Лион Фейхтвангер - Лже-Нерон
Значение Теренция усиливалось еще тем, что в его личной судьбе было что-то невыясненное, какая-то тайна. В Эдессу он явился одиннадцать лет тому назад, ободранный, жалкий, обросший рыжеватой бородой. Никто бы тогда, глядя на него, не удивился, если бы он, как гласит греческая поговорка о ремесленниках, "утирал нос локтем". Никто не угадал бы в тогдашнем Теренций будущего старосту горшечного цеха... Люди, знавшие Рим, рассказывали, что мастерские Теренция пользовались в Риме хорошей репутацией, что у него покупал даже императорский двор! Это звучало так, как будто у Теренция были какие-то таинственные личные связи с двором Нерона.
Сам Теренций и его близкие, жена Кайя и раб Кнопс, хранили молчание относительно его римского прошлого.

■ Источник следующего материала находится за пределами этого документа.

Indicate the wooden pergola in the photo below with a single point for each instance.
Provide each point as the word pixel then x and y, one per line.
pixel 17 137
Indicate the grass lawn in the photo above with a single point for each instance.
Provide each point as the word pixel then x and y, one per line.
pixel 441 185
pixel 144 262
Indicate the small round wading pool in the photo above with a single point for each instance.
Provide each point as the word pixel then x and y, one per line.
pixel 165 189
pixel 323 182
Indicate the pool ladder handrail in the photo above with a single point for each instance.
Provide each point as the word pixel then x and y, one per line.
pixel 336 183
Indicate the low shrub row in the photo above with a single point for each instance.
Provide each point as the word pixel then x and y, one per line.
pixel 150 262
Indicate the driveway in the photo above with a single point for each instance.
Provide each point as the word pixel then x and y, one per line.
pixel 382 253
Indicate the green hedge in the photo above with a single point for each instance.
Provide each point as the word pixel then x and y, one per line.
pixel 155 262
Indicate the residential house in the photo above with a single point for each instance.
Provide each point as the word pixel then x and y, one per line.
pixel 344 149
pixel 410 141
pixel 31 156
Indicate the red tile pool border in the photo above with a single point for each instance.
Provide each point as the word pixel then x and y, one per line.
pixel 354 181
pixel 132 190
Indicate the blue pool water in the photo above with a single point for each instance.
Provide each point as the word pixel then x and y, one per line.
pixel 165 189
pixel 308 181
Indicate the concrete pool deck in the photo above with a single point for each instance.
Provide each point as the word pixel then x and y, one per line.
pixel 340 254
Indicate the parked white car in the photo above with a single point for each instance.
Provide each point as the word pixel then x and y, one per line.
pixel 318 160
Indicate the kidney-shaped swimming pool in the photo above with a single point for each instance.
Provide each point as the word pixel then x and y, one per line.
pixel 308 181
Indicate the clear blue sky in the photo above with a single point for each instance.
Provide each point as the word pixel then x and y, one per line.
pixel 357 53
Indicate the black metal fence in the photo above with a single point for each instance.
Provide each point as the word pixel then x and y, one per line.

Разве только в минуты приподнятого настроения, после какой-нибудь блестящей речи или удачного цехового празднества, Теренций намекал на то, каким ничтожным кажется ему такой успех, если вспомнить о временах, когда он был вхож в императорскую резиденцию. Но чего-нибудь более определенного, чем туманный намек, из него вытянуть не удавалось.
Но вот что произошло на самом деле с горшечником Теренцием в Риме.
Его отец был еще рабом в семье Варрона. Старый Варрон отпустил на волю этого искусного мастера и устроил ему горшечную мастерскую. Но Теренций-сын проявлял мало любви к горшечному ремеслу, он интересовался более высокими материями - театром и политикой. Когда он говорил о государственных делах или об искусстве, друзья превозносили его ум и глубокий взгляд на вещи, находя, что он слишком хорош для горшечного мастера. Таким образом, Теренций еще при жизни отца мало интересовался делами мастерской, а после его смерти и вовсе забросил ее. Мастерская быстро захирела. Так как состояние Теренция улетучилось, то его друзья утратили свое былое почтение к нему, и мало осталось охотников расхваливать, а тем более снабжать деньгами за все его искусные речи и длинные цитаты. Не удивительно, что у Теренция, который в двадцать два года выглядел сытым, крепким и ничем особенно не выдающимся человеком, в тридцать лет было рыхлое, недовольное, едва ли не одухотворенное горечью лицо.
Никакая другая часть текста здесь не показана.